Marsabit protège quelque chose de réellement singulier : une poche isolée de forêt de montagne, et les lacs de cratère qu'elle renferme, qui ne survit que parce que la montagne est assez haute pour essorer l'humidité de l'air dans une terre par ailleurs aride. Cette forêt est un château d'eau vital pour la région alentour et un refuge pour une faune qui n'a nulle part d'équivalent où aller — sa protection compte donc bien au-delà des limites du parc. Les éléphants de la montagne portent un lourd héritage : ce fut le pays d'Ahmed, et Marsabit est lié à l'histoire des grands porteurs d'ivoire du Kenya, tandis que le braconnage a durement frappé la population au fil des décennies. Les pressions sont celles du nord tout entier : une population humaine et des troupeaux en croissance qui pèsent sur les lisières, des sécheresses récurrentes et l'ombre portée du trafic d'espèces. La conservation, dans ce paysage, est inséparable de la vie des communautés pastorales qui le partagent, et les progrès les plus durables viennent de ce que les habitants aient un intérêt réel à garder intacts la forêt de la montagne et ses animaux.

Safaris : Kenya

Nous n'opérons pas encore d'itinéraire fixe passant par Marsabit — voici où vont aujourd'hui nos safaris (Kenya). Demandez-nous, et nous intégrerons Marsabit à un itinéraire privé.

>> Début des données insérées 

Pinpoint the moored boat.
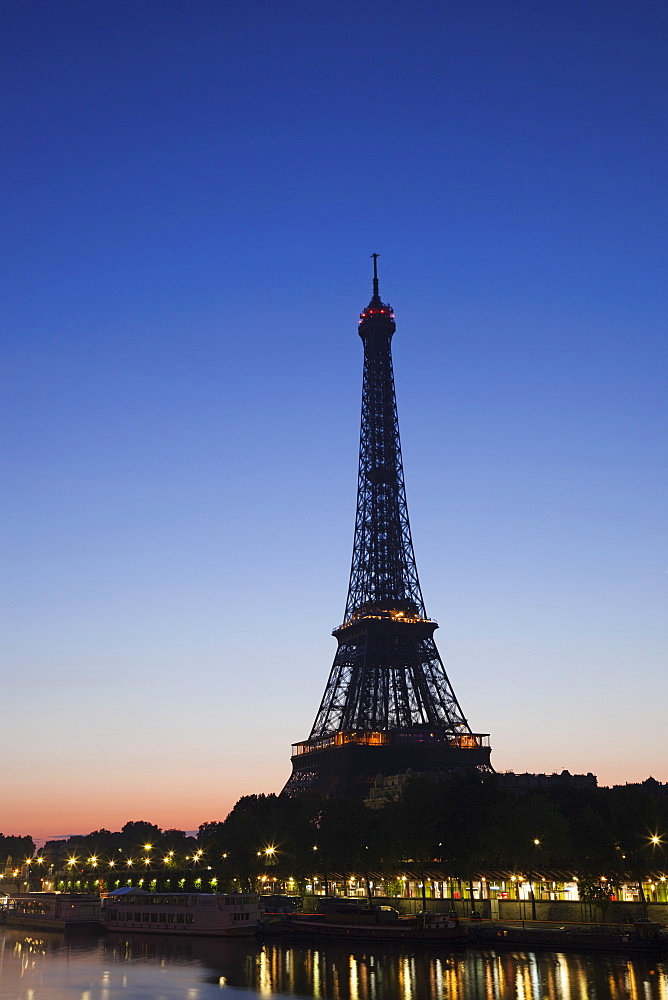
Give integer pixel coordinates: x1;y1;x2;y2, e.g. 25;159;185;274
103;889;261;937
275;904;667;952
474;919;667;953
278;909;467;944
5;893;101;929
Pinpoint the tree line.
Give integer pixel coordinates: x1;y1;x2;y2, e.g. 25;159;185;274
196;773;667;888
7;774;667;887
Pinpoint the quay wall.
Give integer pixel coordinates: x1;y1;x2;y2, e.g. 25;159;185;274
495;899;668;926
302;895;668;926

Des parcs qui se combinent bien avec Marsabit

Questions sur Marsabit

Marsabit vaut-il le long détour, et pour qui est-ce ?
Soyez réaliste sur ce que vous cherchez. Marsabit n'est pas une destination de grande faune aux observations fiables ; la forêt est épaisse et les animaux farouches. C'est pour les voyageurs attirés par les paysages extraordinaires, l'éloignement véritable et le romantisme du Grand Nord — une montagne forestière aux lacs de cratère surgie du désert ne ressemble à aucun autre lieu du Kenya. Si vous voulez une faune dense, regardez vers le sud ; si vous voulez une vraie expédition dans un pays sauvage et peu visité, l'effort est récompensé.
Est-ce difficile d'y arriver ?
C'est une longue route. Depuis Nairobi, comptez près d'une journée entière de conduite jusqu'au fond de la frontière nord — aujourd'hui surtout sur le bitume, mais à travers un pays reculé et peu peuplé. La ville de Marsabit possède une petite piste d'atterrissage aux liaisons limitées et irrégulières, qui peut raccourcir nettement le trajet quand un vol se laisse organiser. La plupart des visiteurs viennent dans le cadre d'un périple plus large dans le nord, pas pour Marsabit seul.
Verrai-je les fameux éléphants aux grandes défenses ?
Aucune promesse. La forêt de Marsabit abrite des éléphants depuis toujours, dont jadis Ahmed et d'autres mâles célèbres à l'ivoire massif, mais dans ce couvert dense, on les entend ou on les devine plus souvent qu'on ne les voit nettement à découvert. Venez pour l'histoire et pour la chance, pas pour une garantie.
Que fait-on une fois sur place ?
Des sorties à travers la forêt jusqu'aux points de vue des lacs de cratère, du temps au bord de Lake Paradise, l'observation d'oiseaux dans une communauté forestière très différente du désert alentour, et des marches guidées avec des rangers armés quand elles peuvent s'organiser. L'atmosphère de la montagne — fraîche, brumeuse, verte contre le désert — est l'événement principal.
Comment sont les installations ?
Rudimentaires, à aborder avec des attentes réalistes. L'hébergement dans le parc et alentour est simple, fait de modestes maisons d'hôtes et de camping plutôt que de camps de safari soignés. Vous êtes dans l'un des recoins les plus reculés du pays ; emportez ce qu'il vous faut et considérez le confort comme un bonus, pas comme un dû.